Нен-Нуфер глядела в глаза воспитателя, едва тронутые краской, а видела на их месте глаза царевича, где толстые черные линии дали путь слезе.

— Ты отдал себя Пта, а я отдала себя Хатор — другого пути нет!

Она вырвала руки, но он поймал ее плечи, не позволив убежать.

— Ты никому себя не отдала. Тирия не знает даже твоего имени. Великая Река отдала тебя мне, и только это правда и ничего больше! Только это…
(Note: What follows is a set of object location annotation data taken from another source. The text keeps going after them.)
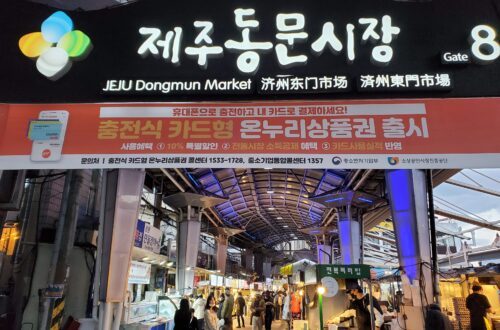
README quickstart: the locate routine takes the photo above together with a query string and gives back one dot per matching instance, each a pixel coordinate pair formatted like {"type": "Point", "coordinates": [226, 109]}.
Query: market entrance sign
{"type": "Point", "coordinates": [430, 133]}
{"type": "Point", "coordinates": [194, 50]}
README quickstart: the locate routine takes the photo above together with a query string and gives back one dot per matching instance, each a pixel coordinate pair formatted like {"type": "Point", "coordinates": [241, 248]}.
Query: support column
{"type": "Point", "coordinates": [408, 200]}
{"type": "Point", "coordinates": [221, 254]}
{"type": "Point", "coordinates": [259, 264]}
{"type": "Point", "coordinates": [119, 213]}
{"type": "Point", "coordinates": [248, 258]}
{"type": "Point", "coordinates": [349, 234]}
{"type": "Point", "coordinates": [188, 239]}
{"type": "Point", "coordinates": [324, 254]}
{"type": "Point", "coordinates": [266, 267]}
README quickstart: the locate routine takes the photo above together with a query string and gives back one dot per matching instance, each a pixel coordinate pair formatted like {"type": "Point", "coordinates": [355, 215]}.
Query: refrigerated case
{"type": "Point", "coordinates": [167, 305]}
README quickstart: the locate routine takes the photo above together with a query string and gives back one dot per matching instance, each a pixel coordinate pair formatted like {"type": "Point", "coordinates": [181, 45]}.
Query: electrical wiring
{"type": "Point", "coordinates": [486, 176]}
{"type": "Point", "coordinates": [37, 223]}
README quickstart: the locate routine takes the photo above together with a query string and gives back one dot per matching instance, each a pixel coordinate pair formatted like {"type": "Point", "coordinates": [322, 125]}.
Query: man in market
{"type": "Point", "coordinates": [227, 310]}
{"type": "Point", "coordinates": [199, 311]}
{"type": "Point", "coordinates": [435, 319]}
{"type": "Point", "coordinates": [478, 306]}
{"type": "Point", "coordinates": [359, 308]}
{"type": "Point", "coordinates": [240, 309]}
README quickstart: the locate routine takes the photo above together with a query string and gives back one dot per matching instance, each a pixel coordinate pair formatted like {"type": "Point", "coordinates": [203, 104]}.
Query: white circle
{"type": "Point", "coordinates": [52, 61]}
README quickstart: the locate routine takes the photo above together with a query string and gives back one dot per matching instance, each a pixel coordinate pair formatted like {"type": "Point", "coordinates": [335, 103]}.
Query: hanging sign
{"type": "Point", "coordinates": [380, 134]}
{"type": "Point", "coordinates": [139, 273]}
{"type": "Point", "coordinates": [147, 237]}
{"type": "Point", "coordinates": [154, 50]}
{"type": "Point", "coordinates": [343, 271]}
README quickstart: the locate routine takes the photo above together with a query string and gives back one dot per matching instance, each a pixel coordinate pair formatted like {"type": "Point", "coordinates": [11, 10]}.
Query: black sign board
{"type": "Point", "coordinates": [156, 50]}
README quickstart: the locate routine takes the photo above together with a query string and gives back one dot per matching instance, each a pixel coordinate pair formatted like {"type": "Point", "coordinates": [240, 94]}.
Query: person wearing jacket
{"type": "Point", "coordinates": [359, 308]}
{"type": "Point", "coordinates": [435, 319]}
{"type": "Point", "coordinates": [240, 309]}
{"type": "Point", "coordinates": [210, 315]}
{"type": "Point", "coordinates": [227, 310]}
{"type": "Point", "coordinates": [199, 310]}
{"type": "Point", "coordinates": [182, 317]}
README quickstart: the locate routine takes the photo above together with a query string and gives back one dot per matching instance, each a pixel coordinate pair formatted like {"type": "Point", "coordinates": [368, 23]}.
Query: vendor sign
{"type": "Point", "coordinates": [379, 134]}
{"type": "Point", "coordinates": [286, 270]}
{"type": "Point", "coordinates": [183, 50]}
{"type": "Point", "coordinates": [147, 237]}
{"type": "Point", "coordinates": [139, 273]}
{"type": "Point", "coordinates": [343, 271]}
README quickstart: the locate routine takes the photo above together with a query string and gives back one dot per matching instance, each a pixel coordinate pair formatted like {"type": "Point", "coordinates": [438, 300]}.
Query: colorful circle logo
{"type": "Point", "coordinates": [46, 153]}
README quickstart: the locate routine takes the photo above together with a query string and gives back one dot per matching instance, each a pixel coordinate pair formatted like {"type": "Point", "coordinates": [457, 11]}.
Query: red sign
{"type": "Point", "coordinates": [430, 133]}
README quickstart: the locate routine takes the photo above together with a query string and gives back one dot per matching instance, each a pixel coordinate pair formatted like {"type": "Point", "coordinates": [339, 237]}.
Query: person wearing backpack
{"type": "Point", "coordinates": [359, 308]}
{"type": "Point", "coordinates": [361, 304]}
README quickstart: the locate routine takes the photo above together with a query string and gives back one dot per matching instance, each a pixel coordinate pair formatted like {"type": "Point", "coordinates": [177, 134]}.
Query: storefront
{"type": "Point", "coordinates": [323, 85]}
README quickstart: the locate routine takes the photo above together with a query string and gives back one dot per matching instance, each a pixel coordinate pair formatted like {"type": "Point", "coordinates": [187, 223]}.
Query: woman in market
{"type": "Point", "coordinates": [182, 317]}
{"type": "Point", "coordinates": [479, 307]}
{"type": "Point", "coordinates": [269, 314]}
{"type": "Point", "coordinates": [210, 319]}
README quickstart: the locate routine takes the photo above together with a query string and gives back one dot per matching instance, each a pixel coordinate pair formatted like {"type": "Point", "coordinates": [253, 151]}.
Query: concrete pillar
{"type": "Point", "coordinates": [221, 253]}
{"type": "Point", "coordinates": [118, 220]}
{"type": "Point", "coordinates": [188, 236]}
{"type": "Point", "coordinates": [259, 264]}
{"type": "Point", "coordinates": [350, 241]}
{"type": "Point", "coordinates": [408, 200]}
{"type": "Point", "coordinates": [247, 260]}
{"type": "Point", "coordinates": [324, 254]}
{"type": "Point", "coordinates": [266, 267]}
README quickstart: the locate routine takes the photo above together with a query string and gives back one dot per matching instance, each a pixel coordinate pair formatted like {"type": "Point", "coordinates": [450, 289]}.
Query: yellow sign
{"type": "Point", "coordinates": [10, 235]}
{"type": "Point", "coordinates": [286, 270]}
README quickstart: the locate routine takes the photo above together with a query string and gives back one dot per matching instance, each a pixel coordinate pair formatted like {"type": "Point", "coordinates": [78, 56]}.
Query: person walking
{"type": "Point", "coordinates": [278, 301]}
{"type": "Point", "coordinates": [193, 322]}
{"type": "Point", "coordinates": [435, 319]}
{"type": "Point", "coordinates": [210, 315]}
{"type": "Point", "coordinates": [258, 308]}
{"type": "Point", "coordinates": [286, 315]}
{"type": "Point", "coordinates": [269, 311]}
{"type": "Point", "coordinates": [479, 307]}
{"type": "Point", "coordinates": [199, 311]}
{"type": "Point", "coordinates": [240, 310]}
{"type": "Point", "coordinates": [227, 310]}
{"type": "Point", "coordinates": [182, 317]}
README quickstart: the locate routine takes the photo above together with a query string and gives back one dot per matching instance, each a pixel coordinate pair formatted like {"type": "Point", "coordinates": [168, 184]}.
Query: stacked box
{"type": "Point", "coordinates": [462, 313]}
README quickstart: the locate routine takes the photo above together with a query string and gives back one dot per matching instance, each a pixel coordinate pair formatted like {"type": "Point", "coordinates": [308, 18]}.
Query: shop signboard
{"type": "Point", "coordinates": [310, 276]}
{"type": "Point", "coordinates": [380, 134]}
{"type": "Point", "coordinates": [139, 273]}
{"type": "Point", "coordinates": [147, 237]}
{"type": "Point", "coordinates": [286, 270]}
{"type": "Point", "coordinates": [343, 271]}
{"type": "Point", "coordinates": [156, 50]}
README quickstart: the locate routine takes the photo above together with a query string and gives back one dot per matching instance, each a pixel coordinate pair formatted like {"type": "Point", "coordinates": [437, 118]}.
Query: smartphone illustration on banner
{"type": "Point", "coordinates": [48, 134]}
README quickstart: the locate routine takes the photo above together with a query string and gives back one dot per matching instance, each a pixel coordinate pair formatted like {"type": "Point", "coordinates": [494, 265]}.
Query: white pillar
{"type": "Point", "coordinates": [188, 239]}
{"type": "Point", "coordinates": [221, 254]}
{"type": "Point", "coordinates": [408, 200]}
{"type": "Point", "coordinates": [349, 234]}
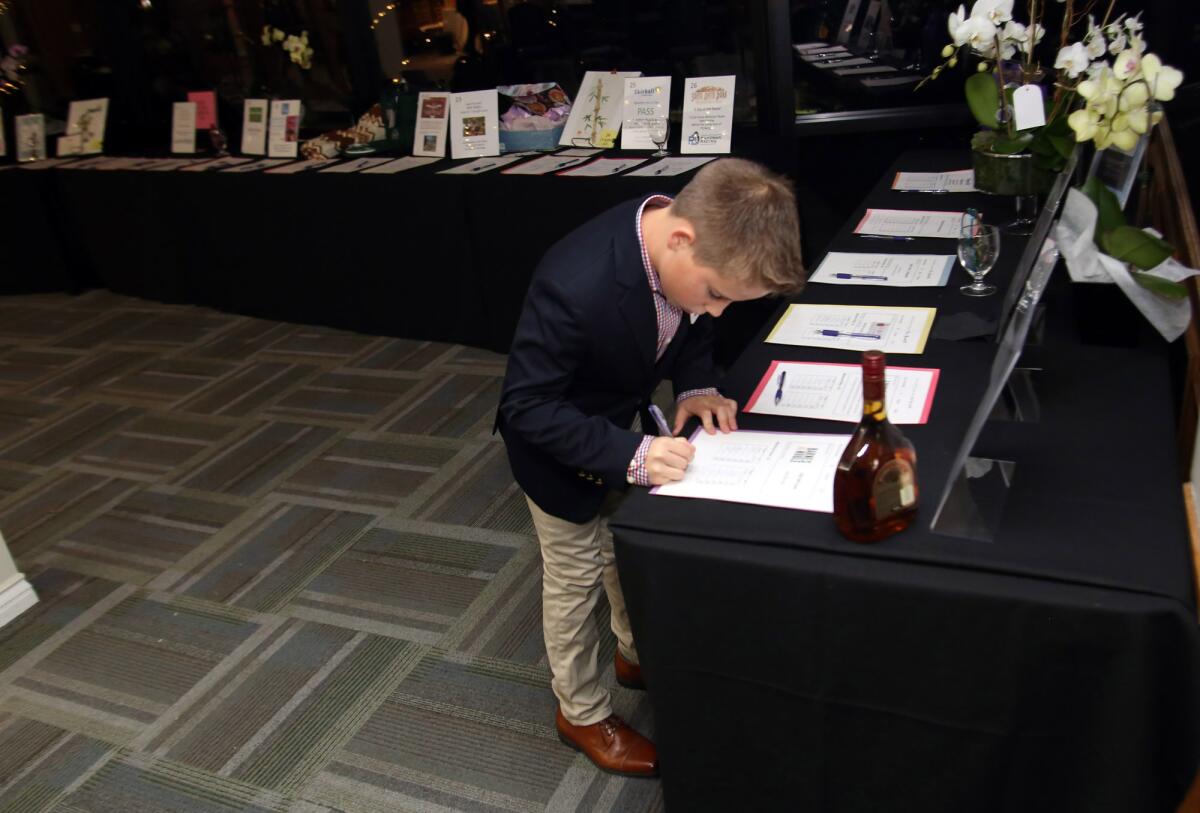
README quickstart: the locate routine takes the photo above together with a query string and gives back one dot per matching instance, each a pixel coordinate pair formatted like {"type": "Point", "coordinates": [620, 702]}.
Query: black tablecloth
{"type": "Point", "coordinates": [1056, 667]}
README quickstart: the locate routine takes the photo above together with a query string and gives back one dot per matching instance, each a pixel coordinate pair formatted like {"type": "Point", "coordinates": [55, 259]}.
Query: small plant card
{"type": "Point", "coordinates": [205, 108]}
{"type": "Point", "coordinates": [283, 131]}
{"type": "Point", "coordinates": [647, 103]}
{"type": "Point", "coordinates": [707, 122]}
{"type": "Point", "coordinates": [30, 134]}
{"type": "Point", "coordinates": [595, 116]}
{"type": "Point", "coordinates": [183, 127]}
{"type": "Point", "coordinates": [253, 127]}
{"type": "Point", "coordinates": [87, 119]}
{"type": "Point", "coordinates": [474, 124]}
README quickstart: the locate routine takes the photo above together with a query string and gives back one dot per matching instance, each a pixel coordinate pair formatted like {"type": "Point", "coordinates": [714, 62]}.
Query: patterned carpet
{"type": "Point", "coordinates": [281, 568]}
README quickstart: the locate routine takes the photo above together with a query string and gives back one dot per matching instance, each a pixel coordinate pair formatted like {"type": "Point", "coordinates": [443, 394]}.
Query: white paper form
{"type": "Point", "coordinates": [294, 167]}
{"type": "Point", "coordinates": [707, 121]}
{"type": "Point", "coordinates": [855, 327]}
{"type": "Point", "coordinates": [781, 469]}
{"type": "Point", "coordinates": [844, 62]}
{"type": "Point", "coordinates": [355, 166]}
{"type": "Point", "coordinates": [547, 163]}
{"type": "Point", "coordinates": [907, 223]}
{"type": "Point", "coordinates": [863, 71]}
{"type": "Point", "coordinates": [886, 270]}
{"type": "Point", "coordinates": [672, 166]}
{"type": "Point", "coordinates": [603, 167]}
{"type": "Point", "coordinates": [959, 180]}
{"type": "Point", "coordinates": [834, 392]}
{"type": "Point", "coordinates": [484, 164]}
{"type": "Point", "coordinates": [257, 166]}
{"type": "Point", "coordinates": [400, 164]}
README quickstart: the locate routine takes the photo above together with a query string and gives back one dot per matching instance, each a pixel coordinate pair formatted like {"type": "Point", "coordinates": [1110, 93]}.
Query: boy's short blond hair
{"type": "Point", "coordinates": [745, 222]}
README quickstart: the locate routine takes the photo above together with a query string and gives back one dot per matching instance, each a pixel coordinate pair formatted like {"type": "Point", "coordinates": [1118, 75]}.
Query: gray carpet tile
{"type": "Point", "coordinates": [281, 567]}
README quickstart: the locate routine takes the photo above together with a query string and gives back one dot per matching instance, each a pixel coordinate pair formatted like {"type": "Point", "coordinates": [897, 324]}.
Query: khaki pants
{"type": "Point", "coordinates": [576, 560]}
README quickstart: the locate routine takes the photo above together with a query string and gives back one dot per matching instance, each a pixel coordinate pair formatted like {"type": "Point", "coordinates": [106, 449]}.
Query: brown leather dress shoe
{"type": "Point", "coordinates": [628, 674]}
{"type": "Point", "coordinates": [612, 745]}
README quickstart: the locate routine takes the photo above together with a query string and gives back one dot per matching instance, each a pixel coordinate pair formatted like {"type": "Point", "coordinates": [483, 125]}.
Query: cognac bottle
{"type": "Point", "coordinates": [875, 486]}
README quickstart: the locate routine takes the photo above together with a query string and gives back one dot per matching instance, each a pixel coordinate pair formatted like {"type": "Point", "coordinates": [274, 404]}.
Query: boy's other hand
{"type": "Point", "coordinates": [706, 408]}
{"type": "Point", "coordinates": [667, 459]}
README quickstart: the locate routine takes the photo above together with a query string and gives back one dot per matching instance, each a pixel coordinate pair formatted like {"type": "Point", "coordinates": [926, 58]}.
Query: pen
{"type": "Point", "coordinates": [838, 332]}
{"type": "Point", "coordinates": [660, 421]}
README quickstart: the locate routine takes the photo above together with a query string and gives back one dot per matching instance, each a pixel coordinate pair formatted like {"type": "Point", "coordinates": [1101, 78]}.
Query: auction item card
{"type": "Point", "coordinates": [283, 131]}
{"type": "Point", "coordinates": [707, 114]}
{"type": "Point", "coordinates": [183, 127]}
{"type": "Point", "coordinates": [30, 133]}
{"type": "Point", "coordinates": [647, 104]}
{"type": "Point", "coordinates": [253, 127]}
{"type": "Point", "coordinates": [205, 108]}
{"type": "Point", "coordinates": [474, 124]}
{"type": "Point", "coordinates": [432, 118]}
{"type": "Point", "coordinates": [595, 115]}
{"type": "Point", "coordinates": [87, 119]}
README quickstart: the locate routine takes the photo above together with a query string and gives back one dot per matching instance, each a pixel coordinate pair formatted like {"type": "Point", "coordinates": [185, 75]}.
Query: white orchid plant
{"type": "Point", "coordinates": [298, 48]}
{"type": "Point", "coordinates": [1095, 100]}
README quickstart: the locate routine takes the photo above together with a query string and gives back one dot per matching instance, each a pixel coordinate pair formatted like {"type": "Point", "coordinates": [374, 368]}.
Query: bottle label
{"type": "Point", "coordinates": [894, 488]}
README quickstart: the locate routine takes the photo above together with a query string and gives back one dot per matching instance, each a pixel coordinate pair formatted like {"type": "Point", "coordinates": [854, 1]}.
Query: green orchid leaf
{"type": "Point", "coordinates": [1132, 245]}
{"type": "Point", "coordinates": [983, 98]}
{"type": "Point", "coordinates": [1171, 290]}
{"type": "Point", "coordinates": [1107, 204]}
{"type": "Point", "coordinates": [1012, 145]}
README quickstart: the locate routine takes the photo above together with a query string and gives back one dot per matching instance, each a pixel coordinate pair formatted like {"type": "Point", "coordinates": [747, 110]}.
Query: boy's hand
{"type": "Point", "coordinates": [667, 459]}
{"type": "Point", "coordinates": [706, 408]}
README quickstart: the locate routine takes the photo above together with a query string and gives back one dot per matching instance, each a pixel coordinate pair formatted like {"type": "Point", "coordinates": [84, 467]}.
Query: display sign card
{"type": "Point", "coordinates": [597, 114]}
{"type": "Point", "coordinates": [30, 134]}
{"type": "Point", "coordinates": [647, 112]}
{"type": "Point", "coordinates": [283, 128]}
{"type": "Point", "coordinates": [87, 119]}
{"type": "Point", "coordinates": [885, 270]}
{"type": "Point", "coordinates": [183, 127]}
{"type": "Point", "coordinates": [671, 167]}
{"type": "Point", "coordinates": [869, 24]}
{"type": "Point", "coordinates": [432, 119]}
{"type": "Point", "coordinates": [907, 224]}
{"type": "Point", "coordinates": [205, 102]}
{"type": "Point", "coordinates": [847, 20]}
{"type": "Point", "coordinates": [474, 124]}
{"type": "Point", "coordinates": [834, 392]}
{"type": "Point", "coordinates": [855, 327]}
{"type": "Point", "coordinates": [253, 127]}
{"type": "Point", "coordinates": [707, 114]}
{"type": "Point", "coordinates": [783, 469]}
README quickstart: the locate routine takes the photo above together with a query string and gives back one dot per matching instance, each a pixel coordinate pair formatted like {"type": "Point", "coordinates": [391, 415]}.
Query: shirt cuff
{"type": "Point", "coordinates": [636, 473]}
{"type": "Point", "coordinates": [693, 393]}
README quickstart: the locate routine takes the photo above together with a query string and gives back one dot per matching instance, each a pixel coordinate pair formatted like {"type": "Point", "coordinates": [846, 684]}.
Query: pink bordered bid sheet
{"type": "Point", "coordinates": [834, 392]}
Его голос становился тише, глаза ближе, но Нен-Нуфер сумела вывернуться, когда почти почувствовала его губы на своих. Ступеньки мелькали под ногами, и только Великие Боги не позволили ей упасть. Она бежала к воротам, за ворота, в городскую пыль, не разбирая дороги. Если бы сейчас на нее понеслась колесница, она бы не заметила ее. Но она заметила пальму и прижалась к стволу. Сердце разрывало грудь, слезы смывали краску, но сдерживать себя больше не было сил. Но рыдала она тихо, чтобы никто не вздумал подойти и утешить. Утешение она отыщет лишь в храме Хатор. Великая Богиня ужаснулась бы, отдай она себя царевичу, но гневу ее не будет предела, уведи она на свое ложе жреца Пта. Возможно, старая рабыня права, и Пентаур обезумел… Она должна говорить с Амени и просить себе в провожатые того, кто не презрит волю Богов.